Saturday, June 2, 2012


Jules Verne: Pre-Pulp Pioneer Extraordinaire

JulesVerne is sometimes called the grandfather of modern science fiction. That's not exactly accurate. Verne’s novels typically don’t extrapolate into scientific technology beyond what was actually available at the time he wrote them. Instead, Verne was more of an adventure writer, whose novels are grounded in the world of science. They also were tales of adventure in exotic settings. His scientist-protagonists prefigure many of the heroes that later populated pulp magazines -- Doc Savage, Captain Future, and many of Robert Heinlein and Van Vogt's science heroes -- as well as later, pulp-influenced characters like Batman, the Challengers of the Unknown, Reed Richards of the Fantastic Four, and others.
Also, many of Verne’s novels originally saw print as serial publications in a magazine published by his book publisher, Jules Hetzel, and titled Magasin d’Éducation et de Récréation. So, Verne is linked to the pulp writers of the 20th Century by the medium his work first appeared before the public.

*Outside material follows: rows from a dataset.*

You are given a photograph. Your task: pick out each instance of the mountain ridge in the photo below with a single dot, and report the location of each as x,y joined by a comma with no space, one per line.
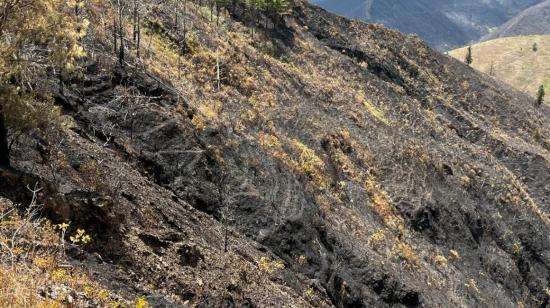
291,161
443,24
533,21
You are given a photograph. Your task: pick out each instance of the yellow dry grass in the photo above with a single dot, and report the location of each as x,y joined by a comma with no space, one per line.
513,60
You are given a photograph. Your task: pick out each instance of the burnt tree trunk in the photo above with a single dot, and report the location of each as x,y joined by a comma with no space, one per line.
4,147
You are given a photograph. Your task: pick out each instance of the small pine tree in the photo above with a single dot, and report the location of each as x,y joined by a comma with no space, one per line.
540,96
469,58
492,69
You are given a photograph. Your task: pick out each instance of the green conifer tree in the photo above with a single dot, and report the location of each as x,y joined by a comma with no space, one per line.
540,96
469,58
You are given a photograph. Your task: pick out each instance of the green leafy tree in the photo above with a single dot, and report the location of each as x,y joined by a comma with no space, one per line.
25,27
540,96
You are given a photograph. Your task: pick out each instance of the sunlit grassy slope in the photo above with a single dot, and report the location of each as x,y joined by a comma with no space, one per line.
513,60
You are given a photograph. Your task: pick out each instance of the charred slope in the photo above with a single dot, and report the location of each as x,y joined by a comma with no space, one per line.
378,171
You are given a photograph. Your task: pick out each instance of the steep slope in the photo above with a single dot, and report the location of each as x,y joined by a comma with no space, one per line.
346,164
532,21
443,24
513,60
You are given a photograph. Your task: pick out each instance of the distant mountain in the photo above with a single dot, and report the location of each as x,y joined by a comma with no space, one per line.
534,20
444,24
513,60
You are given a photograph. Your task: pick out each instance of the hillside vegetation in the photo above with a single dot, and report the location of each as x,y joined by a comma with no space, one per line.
535,20
238,154
444,24
513,60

Hetzel would serialize one of Verne's novels in the Magasin, then the collected chapters would be published in book form by Hetzel under the series umbrella, Voyages Extraordinaires. As stated on Wikipedia (but which I've seen quoted other places as well), "Jules Verne remains to this day the most translated science fiction author in the world (second only to Agatha Christie as a fiction author), one of the most continually reprinted, and the most widely read French author. Though often scientifically outdated, his Voyages still retain their sense of wonder that appealed to readers of his time, and still provoke an interest in the sciences among the young." More than fifty volumes of the Voyages Extraordinaires were published. Verne's enduring popularity more than a century after his death is evident in the new translations of his works that continue to appear -- in recent years, a number of his novels have appeared in English for the first time.